Pickleball is sweeping parks and courts across the nation, and officials in Henry County and Martinsville want to be among the communities bringing the sport to the state.
Local officials, along with representatives from the Martinsville-based Harvest Foundation, recently announced the pending construction of outdoor pickleball courts.
“With pickleball rapidly gaining popularity, we’re thrilled to provide our residents with courts where they can enjoy the game and lead an active lifestyle,” said Martinsville Mayor L.C. Jones.
Tentatively planned for eight tennis courts throughout Martinsville and Henry County, including at Martinsville High School, the Spruce Street tennis courts and Jaycee Park, the pickleball project was made possible by a pair of grants from the Harvest Foundation totaling $50,000.
[Disclosure: The Harvest Foundation is one of our donors, but donors have no say in news decisions; see our policy.]
The grants are from the foundation’s Pick up the Pace! Program, which allocates grant dollars for projects for activity-based programs like refurbished tennis and pickleball courts. Grants can total up to $25,000, according to Sandy Strayer, Harvest’s program officer.
“These two grants will enhance recreational offerings in our community, provide avenues for physical activity, and community engagement, in addition to representing an investment in the overall well-being of our community,” Strayer said. “This program exemplifies what can be achieved when we work together for a common goal.”

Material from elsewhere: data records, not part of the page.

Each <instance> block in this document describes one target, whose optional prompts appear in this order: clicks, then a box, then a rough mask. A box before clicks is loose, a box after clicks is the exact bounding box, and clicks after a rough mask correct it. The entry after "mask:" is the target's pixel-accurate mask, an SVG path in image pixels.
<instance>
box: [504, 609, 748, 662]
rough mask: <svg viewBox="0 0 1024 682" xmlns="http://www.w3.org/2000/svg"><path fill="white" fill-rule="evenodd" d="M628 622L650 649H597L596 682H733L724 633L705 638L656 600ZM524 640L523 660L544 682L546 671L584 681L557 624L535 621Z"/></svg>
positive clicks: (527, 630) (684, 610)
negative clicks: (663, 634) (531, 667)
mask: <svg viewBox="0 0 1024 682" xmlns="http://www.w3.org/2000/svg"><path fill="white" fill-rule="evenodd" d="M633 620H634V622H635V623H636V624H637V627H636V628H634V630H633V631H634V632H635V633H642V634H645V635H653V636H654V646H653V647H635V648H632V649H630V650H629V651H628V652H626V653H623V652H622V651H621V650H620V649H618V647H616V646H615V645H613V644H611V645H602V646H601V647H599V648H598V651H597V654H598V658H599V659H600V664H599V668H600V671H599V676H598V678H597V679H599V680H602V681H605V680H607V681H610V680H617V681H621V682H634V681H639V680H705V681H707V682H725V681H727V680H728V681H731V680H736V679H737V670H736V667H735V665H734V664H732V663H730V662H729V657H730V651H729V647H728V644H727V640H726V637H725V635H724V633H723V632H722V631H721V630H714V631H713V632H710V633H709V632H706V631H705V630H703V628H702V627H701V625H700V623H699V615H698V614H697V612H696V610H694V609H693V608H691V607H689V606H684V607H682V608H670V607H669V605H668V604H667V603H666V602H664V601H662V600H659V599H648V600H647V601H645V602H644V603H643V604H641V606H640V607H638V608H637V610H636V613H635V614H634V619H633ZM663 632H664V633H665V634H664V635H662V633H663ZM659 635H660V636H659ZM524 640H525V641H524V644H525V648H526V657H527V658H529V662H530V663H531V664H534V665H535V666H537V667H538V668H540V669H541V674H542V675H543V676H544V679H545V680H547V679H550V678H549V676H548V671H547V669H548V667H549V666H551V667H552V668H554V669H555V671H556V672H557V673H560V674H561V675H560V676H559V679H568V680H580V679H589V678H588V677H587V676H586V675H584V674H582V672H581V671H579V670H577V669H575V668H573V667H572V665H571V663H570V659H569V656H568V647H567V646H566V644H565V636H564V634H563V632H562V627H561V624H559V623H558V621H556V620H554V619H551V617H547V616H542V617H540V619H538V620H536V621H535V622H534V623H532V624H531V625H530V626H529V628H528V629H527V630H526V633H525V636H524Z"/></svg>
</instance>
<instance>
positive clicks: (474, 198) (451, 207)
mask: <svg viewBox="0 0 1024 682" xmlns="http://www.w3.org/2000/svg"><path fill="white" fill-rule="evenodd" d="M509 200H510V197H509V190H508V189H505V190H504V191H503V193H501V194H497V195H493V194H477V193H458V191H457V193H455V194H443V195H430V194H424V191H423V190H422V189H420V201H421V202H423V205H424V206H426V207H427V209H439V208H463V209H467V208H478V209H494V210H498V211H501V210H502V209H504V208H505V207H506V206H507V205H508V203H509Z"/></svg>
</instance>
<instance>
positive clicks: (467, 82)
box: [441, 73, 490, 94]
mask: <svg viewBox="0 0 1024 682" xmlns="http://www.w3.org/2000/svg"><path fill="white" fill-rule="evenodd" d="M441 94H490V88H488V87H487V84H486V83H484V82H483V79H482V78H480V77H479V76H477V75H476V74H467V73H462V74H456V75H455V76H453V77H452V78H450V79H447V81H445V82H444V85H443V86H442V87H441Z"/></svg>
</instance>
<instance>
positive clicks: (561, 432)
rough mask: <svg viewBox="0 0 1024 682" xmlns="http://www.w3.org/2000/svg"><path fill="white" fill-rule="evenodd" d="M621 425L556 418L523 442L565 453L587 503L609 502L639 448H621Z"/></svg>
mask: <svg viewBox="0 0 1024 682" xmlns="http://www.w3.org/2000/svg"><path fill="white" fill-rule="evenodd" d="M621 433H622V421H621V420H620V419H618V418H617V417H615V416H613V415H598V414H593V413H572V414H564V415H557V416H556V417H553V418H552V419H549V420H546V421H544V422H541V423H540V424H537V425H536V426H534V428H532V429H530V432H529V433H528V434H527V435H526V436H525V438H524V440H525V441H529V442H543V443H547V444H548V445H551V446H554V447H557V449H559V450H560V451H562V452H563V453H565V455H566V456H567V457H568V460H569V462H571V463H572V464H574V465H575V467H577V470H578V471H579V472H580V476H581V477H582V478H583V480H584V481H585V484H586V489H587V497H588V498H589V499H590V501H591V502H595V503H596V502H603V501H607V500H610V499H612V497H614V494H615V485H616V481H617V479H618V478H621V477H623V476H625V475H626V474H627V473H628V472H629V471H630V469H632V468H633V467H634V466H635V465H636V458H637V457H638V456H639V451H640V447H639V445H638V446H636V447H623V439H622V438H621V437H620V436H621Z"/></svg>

Martinsville and Henry County are just two of the most recent communities in Virginia to take part in the growing sport. Among the others in the region: Botetourt County in June announced a new community program spotlighting pickleball, while Roanoke County recently unveiled a new court at its Walrond Park.
Roger Adams, director of parks and recreation in Henry County, has a tentative timeline of late spring for the completion of courts there.
“They’ll probably start working in the spring,” Adams said. “They really can’t do that type of work during the winter — it needs to be a certain temperature outside.”
He added that the work will largely entail refurbishing existing tennis courts, such as repainting lines and installing new nets. Adams said that tennis enthusiasts will still be able to play on the courts even after the renovations.
While pickleball and tennis are distinct from each other, Adams explained, they can be played on similar courts. This is due to the similarities between the two sports — pickleball is tennis’ slower-paced counterpart.
“It’s a great workout and you don’t have to run as much as you do in tennis,” Adams said. “Even for younger people, it’s a fun game … that people of all ages seem to love playing.”
Invented in 1965 by lawmakers Joel Pritchard, Barney McCallum and Bill Bell in Washington state, pickleball is largely played as a less strenuous alternative to tennis. It stands at the intersection of tennis, badminton and ping-pong.
It’s played on a badminton-sized court, which is considerably smaller than a standard tennis court, with a net that is 2 inches lower. Participants can play singles or in teams of two, using rackets that are larger than ping-pong paddles but smaller and more solid than those used in tennis. The titular ball is plastic, hollow and dotted with holes, similar to a wiffle ball.
The purpose of the game is to score points by hitting the ball at the opposing side in the hopes the opponent lets it bounce more than once. Although the target score for a victory is 11 points, a player or team must win by two points.
Unlike tennis, which allows for more aggressive jumping overhand serves, pickleball players must serve underhand with at least one foot on the ground. Serves must be sent diagonally and must land beyond the area closest to the net known as the “kitchen.”
While players are allowed to volley, or hit the ball before its initial bounce, doing so in the kitchen is prohibited. The ball must bounce before returning it, while in the kitchen.
While these are the basic rules, players can go down a rabbit hole of strategies and best practices that can add nuance or turn a leisurely match to a fast-paced frenzy. This unpredictability is why Adams believes the game is a good source of exercise, no matter your age.
The project comes when residents and officials alike are taking a closer look at community health factors. As some local leaders announced the pickleball project, other officials released findings from a months-long community health study, spearheaded by the Virginia Department of Health.
The collection of surveys highlighted a number of community wellness data points, including education, health and housing.
Among the findings, Martinsville’s life expectancy, at 67.2 years, is 12 years less than the state average. Henry County has a life expectancy rate of 74.4 years.
Adams said placing an emphasis on community activities such as pickleball is a good start toward achieving the kinds of health outcomes officials would like to see.
“If you look back at the Dick and Willie Trail, when that was first constructed, we heard from people who had never been on a greenway like that,” said Adams, referring to a paved trail that runs through Martinsville and Henry County.
“We heard stories of people who lost a significant amount of weight, stopped having to take medications, just because that trail is available. What I think pickleball will do is give people a new avenue to spark their interest and exercise, improve their health, meet other people and enjoy their recreation time.”